Liars are everywhere. Nevertheless, this is reassuring. He knows the systems. “We’ll try it. Tell us what to do.” I turn to the others. “You didn’t expect this to be easy, did you?”
◆◆◆
Like most things, it’s trickier than it sounds.
Eric has to override a key safety program in order to force our system to run his code. He’s doing it as an experiment, yet no one protests.
Ryder tells me, “Cristina, you are flight director. Not contesting that. But if we do this, an engineer should be in charge for the duration of the procedure.”
“Agreed.”
There’s something different about him. His voice carries a strain. Much better to consider Ryder fearless, but that’s not possible for any human being. Dread and a touch of anxiety have emerged, just a little, and it feels worse than if it were anyone else.

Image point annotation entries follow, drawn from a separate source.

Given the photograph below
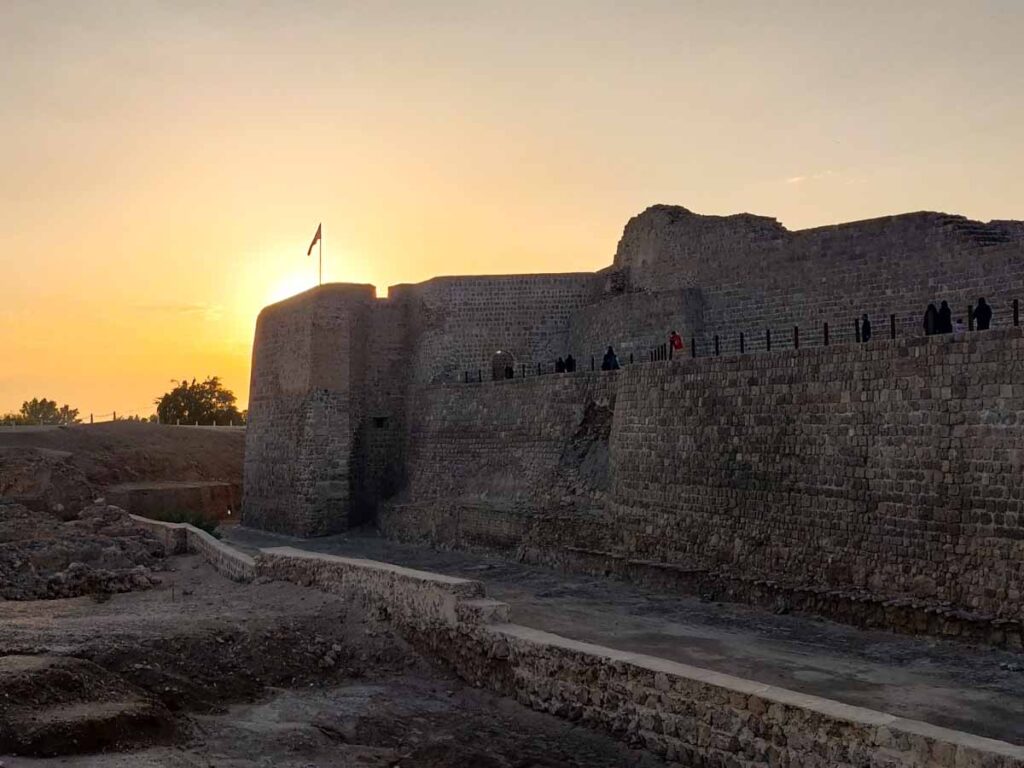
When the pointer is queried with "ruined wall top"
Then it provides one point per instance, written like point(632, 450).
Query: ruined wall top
point(670, 247)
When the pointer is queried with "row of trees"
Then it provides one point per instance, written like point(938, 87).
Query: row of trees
point(42, 411)
point(206, 402)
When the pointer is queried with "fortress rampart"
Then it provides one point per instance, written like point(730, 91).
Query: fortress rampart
point(892, 467)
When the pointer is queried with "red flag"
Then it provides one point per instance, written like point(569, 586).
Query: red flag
point(315, 241)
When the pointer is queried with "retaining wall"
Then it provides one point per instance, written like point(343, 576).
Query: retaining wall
point(179, 539)
point(888, 471)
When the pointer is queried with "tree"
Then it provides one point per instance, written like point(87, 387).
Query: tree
point(43, 411)
point(205, 402)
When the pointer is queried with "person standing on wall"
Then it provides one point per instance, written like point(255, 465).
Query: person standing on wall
point(983, 314)
point(676, 342)
point(610, 361)
point(865, 329)
point(931, 321)
point(945, 318)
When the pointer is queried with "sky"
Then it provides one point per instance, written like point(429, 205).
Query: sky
point(164, 165)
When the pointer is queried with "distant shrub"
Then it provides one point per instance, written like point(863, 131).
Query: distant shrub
point(190, 516)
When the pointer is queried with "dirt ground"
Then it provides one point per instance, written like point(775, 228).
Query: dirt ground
point(57, 468)
point(261, 675)
point(970, 688)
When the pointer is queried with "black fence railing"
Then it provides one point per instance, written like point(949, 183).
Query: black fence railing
point(715, 344)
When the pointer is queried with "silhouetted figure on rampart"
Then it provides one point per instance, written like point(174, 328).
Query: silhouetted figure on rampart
point(983, 315)
point(610, 361)
point(945, 318)
point(931, 321)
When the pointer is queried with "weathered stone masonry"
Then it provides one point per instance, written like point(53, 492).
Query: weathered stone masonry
point(691, 716)
point(891, 469)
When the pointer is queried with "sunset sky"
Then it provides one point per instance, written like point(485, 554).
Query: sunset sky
point(165, 164)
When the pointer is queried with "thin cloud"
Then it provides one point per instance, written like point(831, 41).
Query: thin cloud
point(811, 177)
point(208, 311)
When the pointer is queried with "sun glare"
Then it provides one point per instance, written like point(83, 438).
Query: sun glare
point(289, 285)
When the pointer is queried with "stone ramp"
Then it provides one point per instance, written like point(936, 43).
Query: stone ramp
point(977, 690)
point(52, 706)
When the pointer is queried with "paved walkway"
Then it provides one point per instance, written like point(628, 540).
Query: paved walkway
point(973, 689)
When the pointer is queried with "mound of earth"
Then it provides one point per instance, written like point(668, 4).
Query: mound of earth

Paige offers to assist in the equipment bay, but there’s no room; the only way to group around the System Power Panel is for her to be half-way through the access opening.
Eric tells us, “As soon as your GNC powers up, it should align, take a fix, and fire your thrusters. The rest of us will do the same. Each local GNC coordinates the spacecraft in formation flight about a kilometer apart.”
Ryder manipulates the panel. His fingers quiver. “Opening master breaker.”
The panel chimes and flashes red.
NOT RECOMMENDED
Harsh thumps sound out from all around us. The panels, the lights, and the fans die. We wait for our eyes to adjust to the dim illumination provided by a thin sunbeam reflecting off the master panel screens.
“Does it matter how long we wait?” Paige asks.
“I should have asked him.”
I open the breaker for the number one CCU, then close the master. It clicks into place. But no lights, no fans. Ryder blinks as if confused.
Paige says, “That should have restored power to the busses.”
A sharp hiss explodes from behind the equipment.